Two big bills that could raise taxes also passed the legislature: HB562 – Utah Fairpark Area Investment and Restoration District, or the “Major League Baseball” (MLB) bill, and SB272 – Capital City Revitalization Zone, or the “National Hockey League” bill. 

The MLB bill sets aside funds for a state-owned stadium on the west side of I-15. Funding for the stadium would come from increasing car rental taxes by 1.5 percent but is also contingent upon Utah actually getting a stadium. It also allows the newly created Fairpark District to levy a municipal energy sales and use tax, a telecommunications license tax, and an “accommodations” tax, as long as the accommodations are within the district. Supporters say this bill is not just about a stadium; it’s about investment in Salt Lake City’s west side. This bill had broad support.

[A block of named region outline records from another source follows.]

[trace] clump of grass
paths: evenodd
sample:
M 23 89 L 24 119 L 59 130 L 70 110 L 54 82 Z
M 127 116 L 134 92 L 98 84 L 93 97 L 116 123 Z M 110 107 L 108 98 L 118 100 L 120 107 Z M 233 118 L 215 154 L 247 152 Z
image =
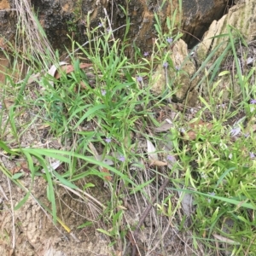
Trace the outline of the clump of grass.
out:
M 186 234 L 190 252 L 198 255 L 223 252 L 250 255 L 256 249 L 253 128 L 256 85 L 251 84 L 248 90 L 247 83 L 253 73 L 237 75 L 241 90 L 238 107 L 234 108 L 232 98 L 224 102 L 224 91 L 219 91 L 216 78 L 218 75 L 221 79 L 230 75 L 228 72 L 218 73 L 228 50 L 225 51 L 203 77 L 207 86 L 206 93 L 200 96 L 200 110 L 195 113 L 187 108 L 187 112 L 177 113 L 170 101 L 176 88 L 172 88 L 167 76 L 166 89 L 160 96 L 152 94 L 150 88 L 154 83 L 152 74 L 155 66 L 160 65 L 166 73 L 175 70 L 166 49 L 181 35 L 173 34 L 175 15 L 172 20 L 167 20 L 167 33 L 162 32 L 157 15 L 155 20 L 159 37 L 152 52 L 143 53 L 135 47 L 133 61 L 125 55 L 125 49 L 131 45 L 125 44 L 125 38 L 121 41 L 113 38 L 106 20 L 100 26 L 103 32 L 99 27 L 88 29 L 90 39 L 87 48 L 73 42 L 69 52 L 73 72 L 67 73 L 57 67 L 61 73 L 58 79 L 41 74 L 33 84 L 38 86 L 37 90 L 26 88 L 32 73 L 19 84 L 8 78 L 6 86 L 15 86 L 16 101 L 9 108 L 1 110 L 2 119 L 8 118 L 2 122 L 0 147 L 6 153 L 22 154 L 26 159 L 32 183 L 35 176 L 46 179 L 47 195 L 51 202 L 51 209 L 47 211 L 55 221 L 58 218 L 54 188 L 61 185 L 79 193 L 81 197 L 87 196 L 101 208 L 97 218 L 102 222 L 99 221 L 97 230 L 109 237 L 111 246 L 122 247 L 124 253 L 131 251 L 125 242 L 132 243 L 131 238 L 126 240 L 127 236 L 132 237 L 135 230 L 147 228 L 139 224 L 144 220 L 145 208 L 154 201 L 150 241 L 146 244 L 148 252 L 155 250 L 160 244 L 164 252 L 164 239 L 155 241 L 154 237 L 166 235 L 172 230 L 177 237 L 180 237 L 178 234 Z M 229 38 L 227 49 L 232 49 L 238 63 L 231 33 Z M 75 55 L 75 48 L 79 49 L 80 60 Z M 207 67 L 216 51 L 210 53 L 195 77 Z M 26 61 L 22 55 L 18 56 Z M 56 53 L 54 60 L 58 58 Z M 37 55 L 32 54 L 30 60 L 30 63 L 34 63 L 32 66 L 34 73 L 45 67 L 46 62 Z M 81 69 L 79 65 L 83 60 L 90 60 L 92 67 Z M 238 70 L 239 67 L 236 67 Z M 236 77 L 232 77 L 230 83 L 232 79 Z M 160 126 L 157 114 L 166 107 L 167 113 L 175 113 L 177 119 L 173 119 L 172 127 L 167 131 L 156 133 L 153 127 Z M 26 112 L 32 117 L 30 121 L 17 122 Z M 212 128 L 200 127 L 194 131 L 193 139 L 189 137 L 186 140 L 183 134 L 189 134 L 191 130 L 186 123 L 201 119 L 211 123 Z M 26 131 L 38 124 L 49 128 L 51 137 L 59 139 L 61 150 L 35 148 L 34 144 L 29 148 L 21 146 Z M 40 138 L 39 130 L 36 131 Z M 12 142 L 20 145 L 18 148 L 7 142 L 6 133 L 12 134 Z M 148 142 L 153 145 L 151 149 Z M 63 173 L 58 173 L 50 164 L 56 160 L 65 163 Z M 43 172 L 37 162 L 43 166 Z M 161 163 L 165 165 L 161 166 Z M 9 170 L 1 169 L 24 188 L 20 185 L 20 174 L 12 175 Z M 162 180 L 166 179 L 170 183 L 164 188 L 165 192 L 155 196 Z M 81 183 L 85 184 L 81 187 Z M 108 202 L 92 199 L 89 191 L 96 183 L 108 185 Z M 31 191 L 26 192 L 27 195 L 16 208 L 26 202 Z M 193 207 L 189 212 L 183 207 L 184 195 L 193 195 L 190 197 Z M 131 207 L 141 213 L 135 223 L 127 222 L 127 201 L 133 202 Z M 89 224 L 85 222 L 79 228 Z

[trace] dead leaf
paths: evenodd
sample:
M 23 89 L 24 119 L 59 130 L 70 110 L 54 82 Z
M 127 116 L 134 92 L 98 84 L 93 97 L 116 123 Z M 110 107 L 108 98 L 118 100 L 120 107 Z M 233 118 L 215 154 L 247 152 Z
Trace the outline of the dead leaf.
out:
M 52 65 L 49 71 L 47 72 L 49 75 L 51 75 L 52 77 L 55 77 L 55 74 L 57 71 L 57 67 L 61 67 L 61 66 L 63 66 L 63 65 L 67 65 L 68 64 L 67 62 L 66 61 L 61 61 L 60 63 L 58 63 L 58 65 Z
M 154 129 L 155 132 L 162 132 L 162 131 L 169 131 L 172 127 L 173 127 L 173 124 L 172 123 L 169 123 L 166 120 L 165 120 L 160 125 L 160 127 L 156 127 Z
M 12 105 L 15 104 L 15 99 L 4 99 L 3 103 L 5 108 L 9 108 Z
M 229 239 L 229 238 L 226 238 L 224 236 L 219 236 L 219 235 L 216 235 L 216 234 L 213 234 L 212 235 L 216 239 L 223 241 L 223 242 L 227 242 L 227 243 L 232 243 L 232 244 L 239 244 L 238 241 L 236 241 L 234 240 L 231 240 L 231 239 Z
M 190 216 L 193 212 L 193 196 L 191 194 L 187 194 L 183 191 L 177 191 L 179 198 L 181 199 L 181 204 L 183 210 L 187 216 Z
M 204 127 L 207 128 L 208 130 L 211 130 L 212 128 L 212 124 L 206 123 L 206 122 L 202 121 L 201 119 L 193 122 L 193 123 L 190 123 L 190 124 L 189 124 L 189 125 L 192 129 L 195 129 L 195 128 L 197 128 L 200 126 L 201 126 L 201 127 L 204 126 Z
M 38 130 L 44 130 L 48 127 L 49 127 L 49 125 L 44 124 L 44 125 L 42 125 L 38 126 Z
M 211 123 L 206 123 L 202 120 L 195 121 L 193 123 L 189 124 L 189 127 L 192 130 L 189 130 L 188 132 L 184 133 L 183 138 L 186 140 L 195 140 L 196 136 L 198 132 L 201 132 L 203 129 L 201 128 L 207 128 L 208 131 L 210 131 L 212 128 L 212 124 Z
M 147 145 L 148 145 L 148 154 L 150 160 L 158 160 L 157 153 L 155 153 L 155 148 L 153 145 L 153 143 L 147 140 Z
M 28 169 L 26 162 L 22 161 L 22 162 L 17 163 L 16 166 L 14 167 L 13 169 L 11 169 L 12 174 L 15 174 L 21 171 L 27 172 L 27 173 L 30 172 L 30 170 Z
M 102 156 L 99 155 L 97 150 L 96 149 L 96 148 L 94 147 L 94 145 L 91 143 L 89 143 L 89 148 L 91 150 L 96 160 L 97 160 L 98 161 L 102 161 Z M 99 166 L 99 168 L 102 172 L 110 174 L 109 170 L 108 170 L 107 168 L 102 167 L 102 166 Z M 112 181 L 112 176 L 110 176 L 110 175 L 104 176 L 104 179 L 106 181 Z
M 152 161 L 150 161 L 150 166 L 167 166 L 167 163 L 160 161 L 160 160 L 152 160 Z
M 105 167 L 101 166 L 101 170 L 102 170 L 102 172 L 110 174 L 109 171 Z M 108 181 L 112 181 L 112 177 L 110 175 L 109 176 L 104 176 L 104 179 L 106 179 Z
M 86 68 L 86 67 L 92 67 L 92 64 L 89 64 L 89 63 L 81 63 L 79 65 L 79 67 L 81 69 L 83 68 Z M 73 65 L 65 65 L 65 66 L 61 66 L 61 69 L 67 74 L 72 73 L 73 71 L 74 71 L 74 67 Z M 60 79 L 61 76 L 61 73 L 59 73 L 58 71 L 55 73 L 55 78 L 56 79 Z

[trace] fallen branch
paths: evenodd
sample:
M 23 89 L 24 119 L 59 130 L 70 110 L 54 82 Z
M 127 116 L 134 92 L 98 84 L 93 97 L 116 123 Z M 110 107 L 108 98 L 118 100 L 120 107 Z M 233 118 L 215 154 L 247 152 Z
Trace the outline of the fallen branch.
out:
M 158 193 L 156 195 L 154 195 L 152 199 L 152 201 L 151 203 L 148 203 L 147 208 L 145 209 L 144 212 L 143 213 L 137 225 L 137 228 L 134 231 L 134 235 L 133 235 L 133 237 L 134 237 L 134 243 L 132 245 L 132 253 L 131 253 L 131 256 L 136 256 L 135 253 L 136 253 L 136 251 L 137 251 L 137 243 L 136 243 L 136 241 L 137 239 L 137 236 L 138 236 L 138 232 L 139 232 L 139 230 L 140 230 L 140 227 L 141 225 L 143 224 L 143 223 L 144 222 L 146 217 L 148 216 L 148 212 L 150 212 L 154 201 L 156 201 L 156 199 L 158 198 L 159 195 L 162 193 L 162 191 L 166 189 L 166 187 L 167 186 L 168 183 L 169 183 L 169 177 L 166 177 L 165 180 L 164 180 L 164 183 L 163 184 L 160 186 L 160 188 L 158 190 Z

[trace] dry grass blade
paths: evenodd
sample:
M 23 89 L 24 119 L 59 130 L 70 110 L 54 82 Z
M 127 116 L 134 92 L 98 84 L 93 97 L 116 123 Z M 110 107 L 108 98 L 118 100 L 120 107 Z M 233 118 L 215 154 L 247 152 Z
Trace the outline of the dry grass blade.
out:
M 19 36 L 19 30 L 17 30 L 17 38 L 20 39 L 20 42 L 16 42 L 18 49 L 23 53 L 31 51 L 30 54 L 38 60 L 42 59 L 42 55 L 48 55 L 54 60 L 54 51 L 32 11 L 31 2 L 28 0 L 14 0 L 14 3 L 16 8 L 18 26 L 20 26 L 20 29 L 26 28 L 26 32 L 21 33 L 21 37 Z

The NHL bill establishes a “reinvestment” district in the nine-block radius surrounding the Delta Center. This new district and potential stadium will be funded by increasing the sales tax by 0.5 percent in Salt Lake City, which would push the sales tax rate to 8.25 percent. The final decision to raise taxes will be made by municipal leaders. Salt Lake City Mayor Erin Mendenhall told a legislative committee this new law will be “transformative.”

Other bills of interest

HB75 broadens parental leave for state employees and now includes foster parents. The bill also allows for parental leave to be used for postpartum recovery at any time after 20 weeks of gestation.

HB192 instructs local education agencies to come up with paid parental leave policies that cover biological and adoptive parents and that are not more restrictive than the parental leave available to state employees.